Forecasts of falls are not the consensus among analysts.
Lucian Cook of Savills estate agents said instead that price growth would slow. “The four successive rate rises and the rising cost of living are likely to bring more caution over coming months, which will mean that the rate of house price growth slows progressively, potentially to low single digit figures in the coming years.”
The strength of the employment market and the ongoing mismatch between supply and demand within the property market would underpin home values, Mr Cook added.

House price falls won’t help

Even if the housing market does drop, and prices fall, it would not necessarily help first-time buyers because they would be worst hit by the negative economic climate.
Mr Rubinsohn said: “Historically, the number of major, consistent house price falls are few and far between and they are normally associated with a big economic downturn.
“But there are no guarantees that that scenario plays into the hands of first-time buyers. In downturns, people can find that their jobs are at risk, or that their wages don’t increase.” Younger buyers are often the group hit hardest by recessions.
Rising mortgage costs also mean it will still be more expensive to buy even if homes are cheaper. Analysis by Hamptons estate agents shows that a first-time buyer purchasing a typical £229,000 home with a 10% deposit saw monthly mortgage payments jump from £877 to £902 when the Bank Rate was last raised to 0.75%.
Thursday’s increase will push costs up to £928. This means that a first-time buyer purchasing now will pay an extra £612 per year than if they had bought at the beginning of March.
The rises in mortgage payments will be so large, a first-time buyer will still pay more even if house prices fall.

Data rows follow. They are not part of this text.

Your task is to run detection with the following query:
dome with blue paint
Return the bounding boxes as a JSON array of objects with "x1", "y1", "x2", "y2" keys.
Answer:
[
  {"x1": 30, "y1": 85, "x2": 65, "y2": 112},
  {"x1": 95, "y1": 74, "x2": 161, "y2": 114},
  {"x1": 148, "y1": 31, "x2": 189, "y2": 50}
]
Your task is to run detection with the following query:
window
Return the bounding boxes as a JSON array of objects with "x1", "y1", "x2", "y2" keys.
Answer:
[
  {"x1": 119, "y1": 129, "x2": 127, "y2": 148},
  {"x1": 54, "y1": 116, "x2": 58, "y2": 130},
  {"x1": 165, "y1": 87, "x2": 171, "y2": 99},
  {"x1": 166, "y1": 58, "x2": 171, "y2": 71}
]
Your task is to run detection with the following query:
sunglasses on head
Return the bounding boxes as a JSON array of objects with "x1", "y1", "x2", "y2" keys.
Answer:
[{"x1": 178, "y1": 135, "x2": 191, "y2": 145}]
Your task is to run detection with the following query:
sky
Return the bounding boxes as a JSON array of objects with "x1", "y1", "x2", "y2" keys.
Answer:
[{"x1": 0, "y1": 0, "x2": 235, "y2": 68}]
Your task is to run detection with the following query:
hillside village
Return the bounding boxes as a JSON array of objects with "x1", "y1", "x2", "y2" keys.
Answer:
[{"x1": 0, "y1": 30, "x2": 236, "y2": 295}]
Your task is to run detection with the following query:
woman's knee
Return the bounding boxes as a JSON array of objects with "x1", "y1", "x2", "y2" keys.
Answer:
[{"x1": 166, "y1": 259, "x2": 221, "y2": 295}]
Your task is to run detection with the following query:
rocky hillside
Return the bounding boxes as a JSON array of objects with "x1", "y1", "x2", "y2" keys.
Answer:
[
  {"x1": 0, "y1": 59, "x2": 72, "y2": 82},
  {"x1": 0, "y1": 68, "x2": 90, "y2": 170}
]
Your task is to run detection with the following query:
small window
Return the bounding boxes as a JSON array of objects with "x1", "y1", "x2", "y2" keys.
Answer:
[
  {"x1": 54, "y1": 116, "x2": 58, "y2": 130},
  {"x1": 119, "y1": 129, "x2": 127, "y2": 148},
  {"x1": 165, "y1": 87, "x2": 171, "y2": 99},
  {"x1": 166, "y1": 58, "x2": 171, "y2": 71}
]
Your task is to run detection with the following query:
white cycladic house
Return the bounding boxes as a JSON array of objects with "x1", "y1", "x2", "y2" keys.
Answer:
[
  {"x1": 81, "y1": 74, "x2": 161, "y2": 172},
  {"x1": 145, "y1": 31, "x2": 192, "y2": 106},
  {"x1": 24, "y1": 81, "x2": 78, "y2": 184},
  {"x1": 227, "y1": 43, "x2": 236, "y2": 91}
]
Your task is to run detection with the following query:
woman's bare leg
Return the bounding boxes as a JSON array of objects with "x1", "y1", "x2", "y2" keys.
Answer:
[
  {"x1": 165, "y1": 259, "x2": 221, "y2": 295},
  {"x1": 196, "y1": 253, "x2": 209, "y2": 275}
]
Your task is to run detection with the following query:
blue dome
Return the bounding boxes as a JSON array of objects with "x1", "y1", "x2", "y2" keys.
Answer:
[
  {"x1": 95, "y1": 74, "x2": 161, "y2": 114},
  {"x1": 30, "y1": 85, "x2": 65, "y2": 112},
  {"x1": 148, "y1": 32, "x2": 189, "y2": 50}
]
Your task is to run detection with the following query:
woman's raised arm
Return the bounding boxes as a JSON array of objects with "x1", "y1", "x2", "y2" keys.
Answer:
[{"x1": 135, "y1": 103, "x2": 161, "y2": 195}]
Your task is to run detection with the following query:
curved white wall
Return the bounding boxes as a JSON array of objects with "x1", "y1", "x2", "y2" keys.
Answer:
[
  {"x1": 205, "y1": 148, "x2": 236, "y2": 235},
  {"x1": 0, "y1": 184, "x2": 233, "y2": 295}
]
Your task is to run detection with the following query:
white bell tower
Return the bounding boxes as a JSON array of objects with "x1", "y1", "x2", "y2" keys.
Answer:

A rise in the Bank Rate to 2% would push monthly payments to £983 even if property values dropped 5%. This means a buyer would pay an extra £1,272 per year compared to if they had purchased in March.
Andrew Montlake of mortgage broker Coreco said: “Unfortunately the buyer group that will be most affected by rising rates will be first-time buyers.

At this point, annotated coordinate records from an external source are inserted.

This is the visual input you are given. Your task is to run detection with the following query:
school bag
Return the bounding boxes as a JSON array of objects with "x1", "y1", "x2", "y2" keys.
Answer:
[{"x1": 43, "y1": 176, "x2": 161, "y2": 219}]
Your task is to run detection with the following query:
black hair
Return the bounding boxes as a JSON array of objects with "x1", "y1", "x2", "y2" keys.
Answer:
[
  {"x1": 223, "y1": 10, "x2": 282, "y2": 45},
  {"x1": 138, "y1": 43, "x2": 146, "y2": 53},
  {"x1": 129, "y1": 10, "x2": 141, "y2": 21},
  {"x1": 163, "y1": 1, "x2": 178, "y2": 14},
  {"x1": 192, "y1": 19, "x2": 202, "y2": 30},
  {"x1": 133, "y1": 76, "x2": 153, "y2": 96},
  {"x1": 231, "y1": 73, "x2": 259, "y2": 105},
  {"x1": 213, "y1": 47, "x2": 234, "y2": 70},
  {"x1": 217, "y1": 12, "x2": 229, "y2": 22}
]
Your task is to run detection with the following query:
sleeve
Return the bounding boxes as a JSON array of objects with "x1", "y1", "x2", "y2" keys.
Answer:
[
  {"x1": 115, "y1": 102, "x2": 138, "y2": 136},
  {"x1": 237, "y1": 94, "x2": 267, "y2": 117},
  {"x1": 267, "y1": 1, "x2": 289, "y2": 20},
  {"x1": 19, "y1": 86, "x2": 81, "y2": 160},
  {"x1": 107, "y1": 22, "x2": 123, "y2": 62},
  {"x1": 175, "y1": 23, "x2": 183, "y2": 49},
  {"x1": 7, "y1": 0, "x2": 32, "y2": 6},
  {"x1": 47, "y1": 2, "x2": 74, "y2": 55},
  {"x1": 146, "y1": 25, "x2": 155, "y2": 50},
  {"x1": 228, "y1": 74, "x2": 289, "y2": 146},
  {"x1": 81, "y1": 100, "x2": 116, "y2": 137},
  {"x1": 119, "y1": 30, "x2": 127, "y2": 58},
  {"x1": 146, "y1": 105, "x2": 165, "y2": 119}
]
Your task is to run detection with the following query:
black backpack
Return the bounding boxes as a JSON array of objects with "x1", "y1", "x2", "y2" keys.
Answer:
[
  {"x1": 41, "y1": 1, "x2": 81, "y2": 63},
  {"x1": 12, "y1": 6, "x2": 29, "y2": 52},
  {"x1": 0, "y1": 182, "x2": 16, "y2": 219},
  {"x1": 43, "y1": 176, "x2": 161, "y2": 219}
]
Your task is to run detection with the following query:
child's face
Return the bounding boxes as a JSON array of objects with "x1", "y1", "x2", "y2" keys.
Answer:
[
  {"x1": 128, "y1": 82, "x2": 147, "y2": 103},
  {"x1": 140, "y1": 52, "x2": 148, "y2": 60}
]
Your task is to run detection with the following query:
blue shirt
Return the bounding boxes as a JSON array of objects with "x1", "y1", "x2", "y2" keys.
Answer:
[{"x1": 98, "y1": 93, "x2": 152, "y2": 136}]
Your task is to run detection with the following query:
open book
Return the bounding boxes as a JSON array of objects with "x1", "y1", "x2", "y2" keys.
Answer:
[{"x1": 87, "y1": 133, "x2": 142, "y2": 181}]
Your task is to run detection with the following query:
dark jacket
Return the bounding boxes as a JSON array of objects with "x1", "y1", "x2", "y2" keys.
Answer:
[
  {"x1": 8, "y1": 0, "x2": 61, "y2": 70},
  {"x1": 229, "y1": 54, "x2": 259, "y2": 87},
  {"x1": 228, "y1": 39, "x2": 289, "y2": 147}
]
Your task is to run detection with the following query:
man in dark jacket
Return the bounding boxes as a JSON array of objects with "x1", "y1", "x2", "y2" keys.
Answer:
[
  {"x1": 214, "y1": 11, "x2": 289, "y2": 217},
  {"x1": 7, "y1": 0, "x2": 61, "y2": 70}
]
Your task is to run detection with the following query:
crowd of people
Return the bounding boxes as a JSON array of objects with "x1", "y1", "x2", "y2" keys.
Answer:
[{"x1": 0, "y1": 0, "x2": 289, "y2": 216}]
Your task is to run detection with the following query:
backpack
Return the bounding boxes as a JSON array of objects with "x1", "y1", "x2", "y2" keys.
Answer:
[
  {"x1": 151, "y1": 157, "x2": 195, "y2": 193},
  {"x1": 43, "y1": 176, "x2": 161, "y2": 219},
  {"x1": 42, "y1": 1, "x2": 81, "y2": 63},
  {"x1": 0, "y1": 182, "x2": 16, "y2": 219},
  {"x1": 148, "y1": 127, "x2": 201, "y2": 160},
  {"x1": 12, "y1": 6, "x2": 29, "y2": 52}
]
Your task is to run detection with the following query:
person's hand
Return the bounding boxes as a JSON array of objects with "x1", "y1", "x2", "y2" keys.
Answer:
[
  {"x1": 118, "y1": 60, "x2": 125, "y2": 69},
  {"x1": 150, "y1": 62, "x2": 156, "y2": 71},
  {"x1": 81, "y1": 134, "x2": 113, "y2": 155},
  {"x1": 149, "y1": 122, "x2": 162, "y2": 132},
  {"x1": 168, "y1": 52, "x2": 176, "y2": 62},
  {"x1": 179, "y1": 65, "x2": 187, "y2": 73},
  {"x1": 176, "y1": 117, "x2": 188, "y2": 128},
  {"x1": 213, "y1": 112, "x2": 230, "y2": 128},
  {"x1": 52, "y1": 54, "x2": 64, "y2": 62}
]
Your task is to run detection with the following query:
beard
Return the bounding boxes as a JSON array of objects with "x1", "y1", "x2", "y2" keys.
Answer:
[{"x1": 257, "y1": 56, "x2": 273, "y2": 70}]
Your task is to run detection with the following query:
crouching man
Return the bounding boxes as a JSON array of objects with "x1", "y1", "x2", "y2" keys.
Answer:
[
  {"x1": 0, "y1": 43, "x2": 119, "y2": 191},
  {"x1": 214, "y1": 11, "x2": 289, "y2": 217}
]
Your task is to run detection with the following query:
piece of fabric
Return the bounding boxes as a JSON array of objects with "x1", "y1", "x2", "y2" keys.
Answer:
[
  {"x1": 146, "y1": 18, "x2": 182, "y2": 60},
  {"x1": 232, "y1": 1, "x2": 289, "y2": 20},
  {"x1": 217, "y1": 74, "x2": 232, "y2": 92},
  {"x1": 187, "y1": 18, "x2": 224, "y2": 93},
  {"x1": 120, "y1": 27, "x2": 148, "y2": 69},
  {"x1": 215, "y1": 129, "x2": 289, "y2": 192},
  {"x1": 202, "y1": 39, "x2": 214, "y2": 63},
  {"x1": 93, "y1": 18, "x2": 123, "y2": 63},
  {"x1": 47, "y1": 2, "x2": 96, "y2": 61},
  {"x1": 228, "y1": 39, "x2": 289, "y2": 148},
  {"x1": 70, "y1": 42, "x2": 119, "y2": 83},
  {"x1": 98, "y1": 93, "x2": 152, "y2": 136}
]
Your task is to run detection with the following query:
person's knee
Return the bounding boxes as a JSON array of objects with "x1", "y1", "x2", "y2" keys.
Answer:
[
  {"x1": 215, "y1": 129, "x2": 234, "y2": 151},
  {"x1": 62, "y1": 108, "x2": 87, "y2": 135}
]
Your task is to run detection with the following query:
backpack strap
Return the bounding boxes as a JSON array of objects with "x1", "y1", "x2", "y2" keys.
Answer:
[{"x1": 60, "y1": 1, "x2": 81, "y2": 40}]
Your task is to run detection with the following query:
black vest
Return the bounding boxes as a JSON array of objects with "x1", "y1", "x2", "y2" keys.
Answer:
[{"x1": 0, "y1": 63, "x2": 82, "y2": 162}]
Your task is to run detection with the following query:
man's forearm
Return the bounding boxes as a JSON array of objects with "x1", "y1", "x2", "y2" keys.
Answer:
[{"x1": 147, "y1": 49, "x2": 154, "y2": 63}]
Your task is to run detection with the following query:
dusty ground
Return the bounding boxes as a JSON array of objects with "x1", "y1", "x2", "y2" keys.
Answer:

“That is the stage where a buyer has a smaller deposit and needs the most borrowing power. They might find buying becomes out of reach.”

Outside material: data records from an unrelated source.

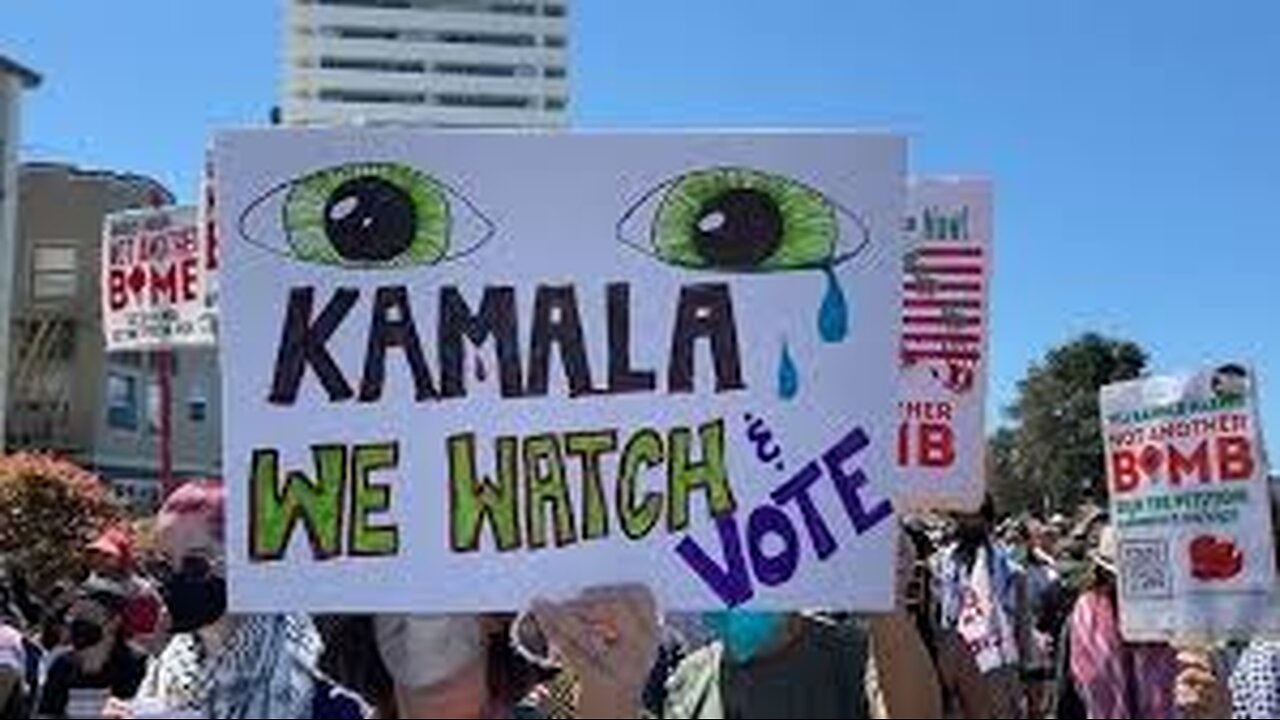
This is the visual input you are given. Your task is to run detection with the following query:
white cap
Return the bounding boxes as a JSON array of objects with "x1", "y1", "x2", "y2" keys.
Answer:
[{"x1": 374, "y1": 615, "x2": 484, "y2": 689}]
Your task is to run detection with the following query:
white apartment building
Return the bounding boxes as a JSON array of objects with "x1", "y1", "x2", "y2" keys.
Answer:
[
  {"x1": 280, "y1": 0, "x2": 568, "y2": 128},
  {"x1": 0, "y1": 55, "x2": 40, "y2": 452}
]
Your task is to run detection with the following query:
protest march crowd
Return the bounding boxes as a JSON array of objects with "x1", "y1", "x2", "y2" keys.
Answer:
[{"x1": 0, "y1": 482, "x2": 1280, "y2": 719}]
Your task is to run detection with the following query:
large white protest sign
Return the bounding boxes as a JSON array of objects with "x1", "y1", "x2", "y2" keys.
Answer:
[
  {"x1": 102, "y1": 208, "x2": 216, "y2": 351},
  {"x1": 896, "y1": 178, "x2": 993, "y2": 510},
  {"x1": 1102, "y1": 364, "x2": 1276, "y2": 641},
  {"x1": 215, "y1": 129, "x2": 905, "y2": 611}
]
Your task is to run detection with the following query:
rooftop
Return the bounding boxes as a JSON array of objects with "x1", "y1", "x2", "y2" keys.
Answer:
[{"x1": 0, "y1": 55, "x2": 41, "y2": 88}]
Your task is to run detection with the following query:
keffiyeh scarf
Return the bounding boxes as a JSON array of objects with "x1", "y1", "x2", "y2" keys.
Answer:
[{"x1": 142, "y1": 615, "x2": 323, "y2": 720}]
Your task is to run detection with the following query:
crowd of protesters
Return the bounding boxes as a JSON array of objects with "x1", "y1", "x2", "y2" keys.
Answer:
[{"x1": 0, "y1": 483, "x2": 1280, "y2": 720}]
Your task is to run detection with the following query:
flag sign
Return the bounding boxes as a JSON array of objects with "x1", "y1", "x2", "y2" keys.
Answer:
[
  {"x1": 1102, "y1": 364, "x2": 1276, "y2": 641},
  {"x1": 102, "y1": 208, "x2": 216, "y2": 351},
  {"x1": 897, "y1": 178, "x2": 992, "y2": 510},
  {"x1": 214, "y1": 129, "x2": 906, "y2": 612}
]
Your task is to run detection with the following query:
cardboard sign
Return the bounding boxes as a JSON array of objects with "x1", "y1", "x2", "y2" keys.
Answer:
[
  {"x1": 1102, "y1": 364, "x2": 1276, "y2": 641},
  {"x1": 102, "y1": 208, "x2": 216, "y2": 352},
  {"x1": 897, "y1": 178, "x2": 993, "y2": 511},
  {"x1": 215, "y1": 129, "x2": 905, "y2": 612}
]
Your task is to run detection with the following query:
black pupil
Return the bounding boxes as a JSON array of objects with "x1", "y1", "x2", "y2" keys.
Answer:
[
  {"x1": 694, "y1": 188, "x2": 783, "y2": 269},
  {"x1": 324, "y1": 176, "x2": 417, "y2": 263}
]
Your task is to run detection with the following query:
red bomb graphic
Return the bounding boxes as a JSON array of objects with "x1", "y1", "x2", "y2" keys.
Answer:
[{"x1": 1190, "y1": 536, "x2": 1244, "y2": 583}]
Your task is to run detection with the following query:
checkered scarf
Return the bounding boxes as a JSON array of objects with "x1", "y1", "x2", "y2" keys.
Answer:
[{"x1": 143, "y1": 615, "x2": 323, "y2": 720}]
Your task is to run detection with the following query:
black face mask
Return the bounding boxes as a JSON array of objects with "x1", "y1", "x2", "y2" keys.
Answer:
[
  {"x1": 70, "y1": 620, "x2": 104, "y2": 650},
  {"x1": 956, "y1": 523, "x2": 987, "y2": 548},
  {"x1": 160, "y1": 573, "x2": 227, "y2": 633}
]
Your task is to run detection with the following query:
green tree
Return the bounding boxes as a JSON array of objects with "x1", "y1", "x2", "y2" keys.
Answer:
[
  {"x1": 988, "y1": 333, "x2": 1147, "y2": 510},
  {"x1": 0, "y1": 454, "x2": 124, "y2": 592}
]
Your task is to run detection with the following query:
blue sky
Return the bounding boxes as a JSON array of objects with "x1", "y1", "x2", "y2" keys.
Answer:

Calculate against your rent
High levels of tenant demand are pushing up rents to astronomical levels, giving tenants even more impetus to buy.
The average rent on a property outside London in February was £920, according to Hamptons estate agents. A first-time buyer household could therefore expect to pay around £22,080 in rent across 2023 and 2024, not taking into account any rises.
Even with potential house price falls, the maths of buying still stack up for many. If they had instead purchased a £229,000 home (the average first-time buyer price, according to Hamptons), which then fell in value by 3% in 2023 and by 1.8% in 2024, as per Capital Economics’ forecasts, the property would be worth £10,868 less than they paid for it.
This loss would be roughly half what they would have spent in rent over the same period. If they had purchased with a 10% deposit, they would also still be free from negative equity.
“If you believe you are better off owning rather than renting, then don’t bother to wait for the big mooted price decline that may never happen,” said Mr Rubinsohn.
Deciding to buy a property makes even more financial sense if it is a long-term decision, as buyers can ride out any house price falls. Buyers who plan to stay in a property for around 10 years, can generally rely on getting their money back, said Mr Montlake.

Inflation will eat savings

Inflation, which Capital Economics forecast will be 8.7% in 2022, is a major deterrent to keeping savings in the bank. In real terms, the value of a deposit worth £22,900 at the start of 2022 (enough for a 10% deposit on a typical first home), will deteriorate to £21,149 by the end of the year – a loss of £1,751. Meanwhile, volatile markets make short-term investing tricky. For many, waiting for potential house price falls will not be worthwhile.